Lorsque la mariée descend de voiture, il doit y avoir, sous le porche de l'église, une femme de chambre avec des aiguilles enfilées, des épingles, de manière à pouvoir réparer toute avarie à la virginale toilette ou tout au moins arranger le voile, la traîne. C'est à ce moment que se forme le cortège.
Toujours la mariée doit laisser se former le cortège avant de descendre de voiture.
Au son d'une marche triomphale la mariée effectue son entrée au bras gauche de son père; dans le cas où il porterait l'épée, au bras droit.
Elle ne doit pas distribuer des signes de tête et des sourires de droite et de gauche; elle doit s'avancer d'un pas cadencé, les yeux baissés sans ostentation.
Le marié vient ensuite avec sa mère, puis la mère de la jeune femme avec le père du marié, les deux couples de garçons et de demoiselles d'honneur, les plus proches parents des deux familles, assortis d'âge et de goût autant que possible, le flot des amis et en serre-file les hommes qui n'ont pas de cavalières, chose qu'il faut éviter autant que possible.
Lorsque la jeune femme arrive à sa place, le suisse ou mieux le garçon d'honneur doit arranger son voile, sa traîne.

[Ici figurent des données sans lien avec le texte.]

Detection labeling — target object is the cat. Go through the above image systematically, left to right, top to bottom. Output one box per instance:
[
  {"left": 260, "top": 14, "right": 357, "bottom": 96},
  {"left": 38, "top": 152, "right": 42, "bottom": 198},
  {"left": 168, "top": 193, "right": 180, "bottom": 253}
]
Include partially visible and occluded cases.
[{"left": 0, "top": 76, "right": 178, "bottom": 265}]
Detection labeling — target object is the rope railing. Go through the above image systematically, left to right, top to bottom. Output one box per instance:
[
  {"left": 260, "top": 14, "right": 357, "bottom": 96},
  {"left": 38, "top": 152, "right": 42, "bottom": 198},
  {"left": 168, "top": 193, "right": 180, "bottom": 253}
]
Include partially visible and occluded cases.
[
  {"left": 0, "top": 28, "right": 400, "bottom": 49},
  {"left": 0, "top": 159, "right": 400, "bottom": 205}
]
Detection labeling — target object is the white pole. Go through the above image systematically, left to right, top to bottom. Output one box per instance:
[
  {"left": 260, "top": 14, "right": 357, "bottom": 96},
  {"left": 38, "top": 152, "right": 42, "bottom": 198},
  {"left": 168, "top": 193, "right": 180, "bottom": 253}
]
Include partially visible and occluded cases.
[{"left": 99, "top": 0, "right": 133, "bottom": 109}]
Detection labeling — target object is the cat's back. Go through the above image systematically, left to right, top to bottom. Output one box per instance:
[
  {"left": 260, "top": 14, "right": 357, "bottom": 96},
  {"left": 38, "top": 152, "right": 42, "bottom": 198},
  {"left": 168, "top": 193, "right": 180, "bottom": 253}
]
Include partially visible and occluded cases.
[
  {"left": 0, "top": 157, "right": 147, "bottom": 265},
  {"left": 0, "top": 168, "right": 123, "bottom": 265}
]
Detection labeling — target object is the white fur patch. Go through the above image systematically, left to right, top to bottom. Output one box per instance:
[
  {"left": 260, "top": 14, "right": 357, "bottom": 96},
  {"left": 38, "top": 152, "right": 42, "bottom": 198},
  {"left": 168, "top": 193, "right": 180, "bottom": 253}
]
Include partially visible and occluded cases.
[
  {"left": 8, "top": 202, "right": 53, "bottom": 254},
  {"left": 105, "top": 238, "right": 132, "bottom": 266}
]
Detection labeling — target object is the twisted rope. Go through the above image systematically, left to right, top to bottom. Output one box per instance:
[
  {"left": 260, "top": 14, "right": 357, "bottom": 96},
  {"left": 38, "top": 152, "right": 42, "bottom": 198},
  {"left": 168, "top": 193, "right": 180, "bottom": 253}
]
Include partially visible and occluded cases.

Au reste, pour être digne de cette fonction, enviée et pourtant difficile de garçon d'honneur, il faut payer de sa personne; non seulement le matin on doit aller chercher sa demoiselle d'honneur, mais encore les autres dames.
Au signal donné par le suisse d'un coup de hallebarde, tous les assistants se sont levés, ils se tournent à demi pour regarder le défilé.
Le père de la mariée la conduit à sa place; le prie-Dieu est à gauche, un cierge à poignée blanche brûle auprès; le marié est à droite avec ses témoins.